Third Fork Creek Trail

Southern Boundaries Park to Garrett Road Park

Third Fork Creek Trail is a 3.5-mile route that runs from Southern Boundaries Park to Garrett Road Park (parking is available at either end). Although it’s paved, the trail takes you a little more off the beaten path than the American Tobacco Trail, following Third Fork Creek through a wooded corridor.

Wine & Design

4810 Hope Valley Rd #109, 919-391-8359, wineanddesign.com/locations/durham

Whether you’re looking to celebrate a special occasion or just enjoy a fun night with friends, what could be better than a paintbrush in one hand and a glass of wine in your other? Wine & Design offers art classes led by local artists. You bring the wine; they’ll provide the glasses, canvases, and paint. 

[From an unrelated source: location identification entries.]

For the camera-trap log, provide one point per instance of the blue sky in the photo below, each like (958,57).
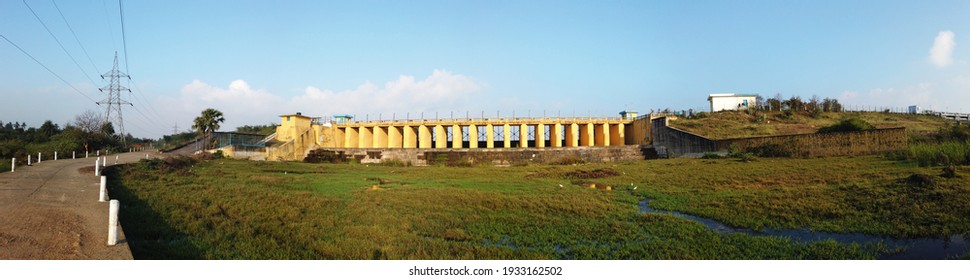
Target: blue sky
(255,60)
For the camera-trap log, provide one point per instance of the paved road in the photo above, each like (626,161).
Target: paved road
(51,211)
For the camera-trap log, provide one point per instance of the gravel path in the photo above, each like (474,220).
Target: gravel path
(51,211)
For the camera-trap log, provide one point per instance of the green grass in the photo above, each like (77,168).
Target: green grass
(734,124)
(227,209)
(933,154)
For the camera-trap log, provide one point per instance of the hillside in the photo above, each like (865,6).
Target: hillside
(732,124)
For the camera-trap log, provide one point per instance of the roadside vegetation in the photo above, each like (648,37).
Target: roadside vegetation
(86,133)
(185,208)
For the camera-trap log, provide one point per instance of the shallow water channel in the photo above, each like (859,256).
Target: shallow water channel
(913,249)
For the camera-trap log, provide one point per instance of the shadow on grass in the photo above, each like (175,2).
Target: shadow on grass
(149,236)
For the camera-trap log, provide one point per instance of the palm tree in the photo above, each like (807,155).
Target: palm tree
(207,123)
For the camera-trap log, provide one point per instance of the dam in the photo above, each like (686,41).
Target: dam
(297,134)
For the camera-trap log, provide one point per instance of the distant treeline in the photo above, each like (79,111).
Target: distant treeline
(87,133)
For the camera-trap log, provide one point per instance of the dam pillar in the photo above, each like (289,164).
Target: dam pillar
(366,136)
(351,137)
(410,137)
(380,137)
(540,135)
(572,135)
(472,136)
(424,136)
(489,136)
(507,135)
(395,135)
(555,135)
(616,135)
(456,136)
(440,137)
(586,135)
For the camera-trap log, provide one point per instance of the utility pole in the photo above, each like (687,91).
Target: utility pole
(114,100)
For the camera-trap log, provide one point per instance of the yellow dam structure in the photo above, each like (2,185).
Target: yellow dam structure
(298,134)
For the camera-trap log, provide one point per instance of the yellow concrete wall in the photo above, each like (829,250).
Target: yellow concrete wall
(599,138)
(616,135)
(540,135)
(456,137)
(424,134)
(395,137)
(441,137)
(351,137)
(585,134)
(366,137)
(410,137)
(555,135)
(489,136)
(338,137)
(380,137)
(472,136)
(299,134)
(507,140)
(572,135)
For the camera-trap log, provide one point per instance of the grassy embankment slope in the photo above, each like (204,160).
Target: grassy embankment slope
(227,209)
(734,124)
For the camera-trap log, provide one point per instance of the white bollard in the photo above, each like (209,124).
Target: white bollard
(113,222)
(104,189)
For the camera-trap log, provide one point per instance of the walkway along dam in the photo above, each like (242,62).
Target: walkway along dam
(297,134)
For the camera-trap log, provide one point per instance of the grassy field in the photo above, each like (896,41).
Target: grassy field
(228,209)
(734,124)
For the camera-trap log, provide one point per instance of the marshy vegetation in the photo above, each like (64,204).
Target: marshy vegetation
(227,209)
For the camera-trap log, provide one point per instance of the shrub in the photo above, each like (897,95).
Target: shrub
(770,150)
(699,115)
(949,171)
(848,125)
(568,160)
(710,155)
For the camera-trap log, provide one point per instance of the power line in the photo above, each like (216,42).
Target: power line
(59,43)
(124,41)
(75,36)
(107,20)
(48,69)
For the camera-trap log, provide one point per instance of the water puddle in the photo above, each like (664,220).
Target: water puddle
(913,249)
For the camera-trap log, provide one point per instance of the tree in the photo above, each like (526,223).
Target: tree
(207,123)
(107,129)
(89,121)
(48,129)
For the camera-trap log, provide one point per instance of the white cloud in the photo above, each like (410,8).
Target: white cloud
(919,94)
(439,91)
(950,95)
(941,54)
(243,105)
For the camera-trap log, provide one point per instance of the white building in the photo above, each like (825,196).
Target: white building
(731,101)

W.D. Hill Community Center

1308 Fayetteville Street, 919-560-4292, dprplaymore.org

The recreation center was named to honor William Daniel “W.D.” Hill, an executive with the N.C. Mutual Life Insurance Company. Before Hill died in 1945, he was instrumental in the creation of projects that served Durham’s black youngsters. The vibrant recreation center offers youth sports programs and martial-arts classes, and has a dance studio, multipurpose room, and gymnasium. The center connects to Hillside Park, which contains a futsal court, playground, basketball courts, baseball fields, and a picnic area.